FIRST TROOPER. That fire needs a perk-up.
SECOND TROOPER. Best save the wood we have.
FIRST TROOPER. Huh.
They pull their clothing tighter about them then stare at the fire for a while.
There’s that fence. Other side of Park Lane.
SECOND TROOPER. No foraging.
FIRST TROOPER. Half of it’s gone anyway.
SECOND TROOPER. No foraging.
THIRD TROOPER. What’d be the harm?
SECOND TROOPER. You know the ordinance.
THIRD TROOPER. Ah well, an Army ordinance, well, that’s that, there we be. (A pause.) Well. (A pause.) There.
They stare at the fire for a while.
FIRST TROOPER. Rest of that fence’ll be gone by dawn.
THIRD TROOPER. Boy, understand. You cannot steal wood because you are a saint.
FIRST TROOPER. Am I?
THIRD TROOPER. You are! We are all modern saints because we are God’s army, fighting for a new Jerusalem.
SECOND TROOPER. New Jerusalem.
THIRD TROOPER. So look around this camp, boy, what do you see? Half-starved soldiers slumped over tiny fires? No no! Men all but at the end of their tether? Wondering why the cause for Parliament and Commonwealth is still not yet won, and after six years of fights and wreckage up and down poor old England? No no no! You see a host of saints! Shining with God’s purpose! Unpaid, near to mutiny, but saints!

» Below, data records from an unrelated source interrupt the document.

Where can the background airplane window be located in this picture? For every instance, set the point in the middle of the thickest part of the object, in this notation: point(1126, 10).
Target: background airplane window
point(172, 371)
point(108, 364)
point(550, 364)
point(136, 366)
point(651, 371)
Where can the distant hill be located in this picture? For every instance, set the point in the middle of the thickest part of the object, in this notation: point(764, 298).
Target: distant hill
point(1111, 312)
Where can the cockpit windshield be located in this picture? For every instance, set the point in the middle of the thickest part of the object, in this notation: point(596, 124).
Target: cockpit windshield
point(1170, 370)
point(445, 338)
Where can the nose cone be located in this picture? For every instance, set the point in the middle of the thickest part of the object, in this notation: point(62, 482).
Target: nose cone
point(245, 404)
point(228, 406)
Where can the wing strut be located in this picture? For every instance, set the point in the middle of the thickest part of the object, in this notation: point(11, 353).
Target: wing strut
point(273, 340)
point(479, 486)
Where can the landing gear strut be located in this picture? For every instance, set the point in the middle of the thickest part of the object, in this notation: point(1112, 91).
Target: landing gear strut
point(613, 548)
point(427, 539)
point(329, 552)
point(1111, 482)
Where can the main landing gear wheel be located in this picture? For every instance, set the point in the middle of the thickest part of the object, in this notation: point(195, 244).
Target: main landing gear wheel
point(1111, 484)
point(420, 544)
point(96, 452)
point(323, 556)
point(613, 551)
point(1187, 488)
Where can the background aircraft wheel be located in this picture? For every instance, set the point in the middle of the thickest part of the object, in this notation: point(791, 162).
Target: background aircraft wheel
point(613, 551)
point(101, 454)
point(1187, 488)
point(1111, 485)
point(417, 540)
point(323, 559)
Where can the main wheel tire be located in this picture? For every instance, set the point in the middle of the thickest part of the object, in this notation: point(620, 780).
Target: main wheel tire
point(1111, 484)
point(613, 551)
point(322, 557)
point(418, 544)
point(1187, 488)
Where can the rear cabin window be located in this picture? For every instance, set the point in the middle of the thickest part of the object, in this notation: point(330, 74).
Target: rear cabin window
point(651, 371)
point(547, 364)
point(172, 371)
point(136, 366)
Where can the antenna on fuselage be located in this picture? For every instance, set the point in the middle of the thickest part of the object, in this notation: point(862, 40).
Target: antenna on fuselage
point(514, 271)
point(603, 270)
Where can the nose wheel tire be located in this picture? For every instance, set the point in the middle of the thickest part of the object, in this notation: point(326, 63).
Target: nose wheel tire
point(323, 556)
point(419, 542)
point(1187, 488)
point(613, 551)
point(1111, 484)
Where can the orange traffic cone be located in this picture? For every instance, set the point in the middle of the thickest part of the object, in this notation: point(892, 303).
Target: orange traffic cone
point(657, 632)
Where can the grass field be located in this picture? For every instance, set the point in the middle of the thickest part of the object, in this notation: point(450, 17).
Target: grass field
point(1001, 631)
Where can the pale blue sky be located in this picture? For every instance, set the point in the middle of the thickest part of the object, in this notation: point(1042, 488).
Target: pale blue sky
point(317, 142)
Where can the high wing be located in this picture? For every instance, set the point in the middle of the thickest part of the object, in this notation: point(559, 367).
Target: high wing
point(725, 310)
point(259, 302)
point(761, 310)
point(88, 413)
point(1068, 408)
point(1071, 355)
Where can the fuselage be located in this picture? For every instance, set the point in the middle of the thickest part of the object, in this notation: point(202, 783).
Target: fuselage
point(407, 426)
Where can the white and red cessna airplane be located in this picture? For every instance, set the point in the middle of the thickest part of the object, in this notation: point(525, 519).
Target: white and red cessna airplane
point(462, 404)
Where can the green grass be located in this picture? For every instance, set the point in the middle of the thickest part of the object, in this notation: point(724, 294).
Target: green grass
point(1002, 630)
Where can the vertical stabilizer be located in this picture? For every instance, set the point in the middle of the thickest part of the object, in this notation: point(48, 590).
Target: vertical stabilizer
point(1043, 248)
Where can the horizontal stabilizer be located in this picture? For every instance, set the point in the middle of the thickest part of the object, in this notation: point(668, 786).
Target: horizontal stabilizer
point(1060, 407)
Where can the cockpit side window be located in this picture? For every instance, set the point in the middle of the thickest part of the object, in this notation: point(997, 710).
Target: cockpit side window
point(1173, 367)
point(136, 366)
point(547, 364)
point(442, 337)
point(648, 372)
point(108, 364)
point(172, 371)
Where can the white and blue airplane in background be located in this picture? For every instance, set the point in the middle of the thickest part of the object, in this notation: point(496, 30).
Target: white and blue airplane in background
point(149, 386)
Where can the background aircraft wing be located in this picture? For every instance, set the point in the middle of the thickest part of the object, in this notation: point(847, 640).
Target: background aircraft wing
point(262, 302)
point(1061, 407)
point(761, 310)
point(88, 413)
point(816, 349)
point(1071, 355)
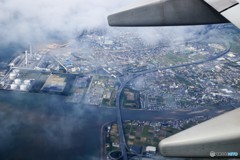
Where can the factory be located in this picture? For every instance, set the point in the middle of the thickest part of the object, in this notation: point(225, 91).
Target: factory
point(16, 83)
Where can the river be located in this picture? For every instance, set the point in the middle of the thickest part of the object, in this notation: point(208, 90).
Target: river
point(43, 127)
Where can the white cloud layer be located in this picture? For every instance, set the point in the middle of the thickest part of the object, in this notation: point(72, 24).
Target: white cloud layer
point(27, 20)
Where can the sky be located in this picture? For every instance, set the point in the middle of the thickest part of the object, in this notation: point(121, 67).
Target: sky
point(27, 20)
point(24, 21)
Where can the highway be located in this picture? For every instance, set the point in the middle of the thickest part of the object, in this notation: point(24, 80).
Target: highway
point(122, 141)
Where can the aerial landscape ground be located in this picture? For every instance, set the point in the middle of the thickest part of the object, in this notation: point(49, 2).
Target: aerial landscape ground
point(69, 99)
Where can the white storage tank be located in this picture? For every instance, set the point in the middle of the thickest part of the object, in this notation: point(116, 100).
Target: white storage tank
point(13, 86)
point(16, 71)
point(18, 81)
point(23, 87)
point(12, 76)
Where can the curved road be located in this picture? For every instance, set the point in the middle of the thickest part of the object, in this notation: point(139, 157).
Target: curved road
point(123, 145)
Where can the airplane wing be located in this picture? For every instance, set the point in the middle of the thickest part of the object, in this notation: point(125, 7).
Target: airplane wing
point(178, 12)
point(217, 137)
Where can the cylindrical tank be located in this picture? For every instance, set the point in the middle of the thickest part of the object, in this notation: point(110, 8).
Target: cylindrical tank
point(13, 86)
point(16, 71)
point(23, 87)
point(12, 76)
point(17, 81)
point(27, 82)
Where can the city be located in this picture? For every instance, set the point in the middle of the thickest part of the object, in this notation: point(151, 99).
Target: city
point(193, 77)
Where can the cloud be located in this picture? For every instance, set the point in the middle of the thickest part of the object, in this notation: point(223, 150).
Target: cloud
point(26, 20)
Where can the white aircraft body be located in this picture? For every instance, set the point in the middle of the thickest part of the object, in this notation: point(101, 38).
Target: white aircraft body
point(220, 136)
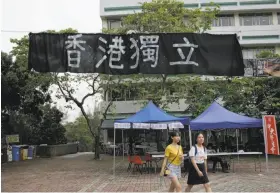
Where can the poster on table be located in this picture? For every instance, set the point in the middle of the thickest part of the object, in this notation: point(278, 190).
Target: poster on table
point(270, 134)
point(157, 53)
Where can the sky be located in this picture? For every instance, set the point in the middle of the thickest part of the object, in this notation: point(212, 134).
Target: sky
point(19, 17)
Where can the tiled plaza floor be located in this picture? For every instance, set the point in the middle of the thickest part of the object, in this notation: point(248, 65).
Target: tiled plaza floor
point(74, 173)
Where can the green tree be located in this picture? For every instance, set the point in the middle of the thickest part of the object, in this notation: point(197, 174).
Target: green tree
point(25, 94)
point(67, 84)
point(78, 131)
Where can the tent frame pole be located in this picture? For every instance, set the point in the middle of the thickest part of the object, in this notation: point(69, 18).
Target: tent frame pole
point(190, 136)
point(114, 162)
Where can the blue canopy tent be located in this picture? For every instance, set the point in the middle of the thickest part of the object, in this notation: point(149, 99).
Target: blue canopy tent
point(150, 117)
point(217, 117)
point(151, 114)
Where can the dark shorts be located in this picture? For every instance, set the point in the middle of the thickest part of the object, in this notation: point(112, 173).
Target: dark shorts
point(194, 178)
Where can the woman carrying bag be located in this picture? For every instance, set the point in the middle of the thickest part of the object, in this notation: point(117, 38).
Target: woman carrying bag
point(198, 166)
point(171, 166)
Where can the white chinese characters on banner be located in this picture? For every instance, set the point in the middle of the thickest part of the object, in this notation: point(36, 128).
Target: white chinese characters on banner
point(136, 53)
point(74, 55)
point(102, 49)
point(185, 60)
point(150, 49)
point(116, 51)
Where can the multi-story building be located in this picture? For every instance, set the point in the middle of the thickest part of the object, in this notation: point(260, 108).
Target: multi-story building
point(256, 22)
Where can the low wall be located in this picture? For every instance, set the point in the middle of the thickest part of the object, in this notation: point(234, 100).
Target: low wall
point(56, 150)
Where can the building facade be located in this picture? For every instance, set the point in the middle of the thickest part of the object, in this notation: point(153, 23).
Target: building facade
point(256, 22)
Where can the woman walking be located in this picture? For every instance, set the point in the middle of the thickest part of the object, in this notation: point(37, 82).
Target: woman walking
point(198, 165)
point(171, 165)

FIRST TROOPER. And bloody freezing.
SECOND TROOPER. Hey!
THIRD TROOPER. No swearing.
SECOND TROOPER. Army ordinance.
FIRST TROOPER. Why, cos we’re saints?
THIRD TROOPER. I do believe the boy is coming to a godly understanding.
The SECOND and THIRD TROOPERS laugh.
JOHN LILBURNE enters. He keeps to the shadows. He is about to approach the TROOPERS but withdraws into shadow when he sees GENERAL IRETON enter, hastening along, head down, avoiding the men.
LILBURNE. Henry.
IRETON whirls round, hand on his sword.
IRETON. John? What are you doing here?
LILBURNE. Come to be with freeborn men.
IRETON. John, go. Before the pickets see you.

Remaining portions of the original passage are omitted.